Wrapper¶

The wrapper class around a transformer and its functionality.

class tx2.wrapper.Wrapper(train_texts: Union[numpy.ndarray, pandas.core.series.Series], train_labels: Union[numpy.ndarray, pandas.core.series.Series], test_texts: Union[numpy.ndarray, pandas.core.series.Series], test_labels: Union[numpy.ndarray, pandas.core.series.Series], encodings: Dict[str, int], classifier=None, language_model=None, tokenizer=None, cuda_device=None, cache_path='data', overwrite=False)¶

A wrapper or interface class between a transformer and the dashboard.

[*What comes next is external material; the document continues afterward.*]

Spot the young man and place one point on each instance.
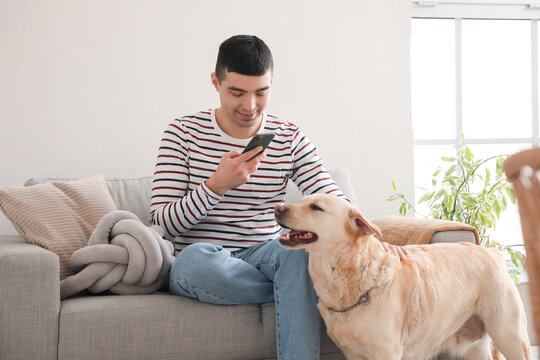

This class handles running all of the calculations for the data needed by the front-end visualizations.

Methods:

`__init__`(train_texts, train_labels, …[, …])	Constructor.
`classify`(texts)	Predict the category of each passed entry text.
`embed`(texts)	Get a sequence embedding from the language model for each passed text entry.
`encode`(text)	Encode/tokenize passed text into a format expected by transformer.
`prepare`([umap_args, clustering_alg, …])	Run all necessary precompute step to support the dashboard.
`project`(texts)	Use the wrapper’s UMAP model to project passed texts into two dimensions.
`recompute_projections`([umap_args, …])	Re-run both projection training and clustering algorithms.
`recompute_visual_clusterings`([…])	Re-run the clustering algorithm.
`search_test_df`(search)	Get a list of test dataframe indices that have any of the listed terms in the passed string.
`soft_classify`(texts)	Get the non-argmaxed final prediction layer outputs of the classification head.

Attributes:

`batch_size`	The batch size to use in backend dataloader creation.
`cache_path`	The directory path to cache pre-calculated values.
`classification_function`	A function to take a single set of inputs and return the index of the predicted class.
`classifier`	A class containing the entire network, which can be called as a function taking the encoded input and returning the output classification.
`cluster_class_word_sets`	A dictionary of clusters, further divided version of `cluster_word_freqs` that divides each word count up into the number of entries of each category containing that word, as calculated by `tx2.calc.frequent_words_by_class_in_cluster()`.
`cluster_profiles`	A dictionary of aggregate sorted salience maps for each cluster as calculated by `tx2.calc.aggregate_cluster_salience_maps()`.
`cluster_word_freqs`	A dictionary of clusters and sorted top word frequencies for each, as calculated by `tx2.calc.frequent_words_in_cluster()`
`clusters`	A dictionary of cluster names, each associated with a list of indices of points in that cluster, as calculated by `tx2.calc.cluster_projections()`.
`cuda_device`	Set the device for pytorch to place tensors on, pass either “cpu” or “cuda”.
`embedding_function`	A function to take a single set of inputs and return embedded versions - a sequence representation from the language model.
`embeddings_testing`	Precomputed embeddings for each entry in `test_texts`, as returned by `tx2.wrapper.Wrapper.embed()`.
`embeddings_training`	Precomputed embeddings for each entry in `train_texts`, as returned by `tx2.wrapper.Wrapper.embed()`.
`encode_function`	A function to take a single text entry and return an encoded version of it.
`encoder_options`	The default options to pass to the tokenizer’s `encode_plus()` function.
`encodings`	A dictionary associating class label names with integer values.
`language_model`	A variable containing only the huggingface language model portion of the network.
`max_clusters`	Maximum number of clusters to retain.
`max_len`	The maximum length of each text entry, based on the expected input size of the transformer.
`overwrite`	Whether to ignore cached calculations and overwrite them or not.
`predictions`	The predicted class for each entry in `test_texts`, as returned by `tx2.wrapper.Wrapper.classify()`.
`projections_testing`	The two dimensional projections of `embeddings_testing`, for each entry in `test_texts`.
`projections_training`	The two dimensional projections of `embeddings_training`, for each entry in `train_texts`.
`projector`	The trained UMAP projector.
`salience_maps`	The salience map for each entry in `test_texts` as calculated by `tx2.calc.salience_map()`.
`soft_classification_function`	A function to take a single set of inputs and return the (non arg-maxed) output layer of the network.
`test_labels`	Collection of all class labels used during models testing process.
`test_texts`	Collection of all text entries used during models testing process.
`tokenizer`	The huggingface tokenizer to use for encoding text input.
`train_labels`	Collection of all class labels used during models training process.
`train_texts`	Collection of all text entries used during models training process.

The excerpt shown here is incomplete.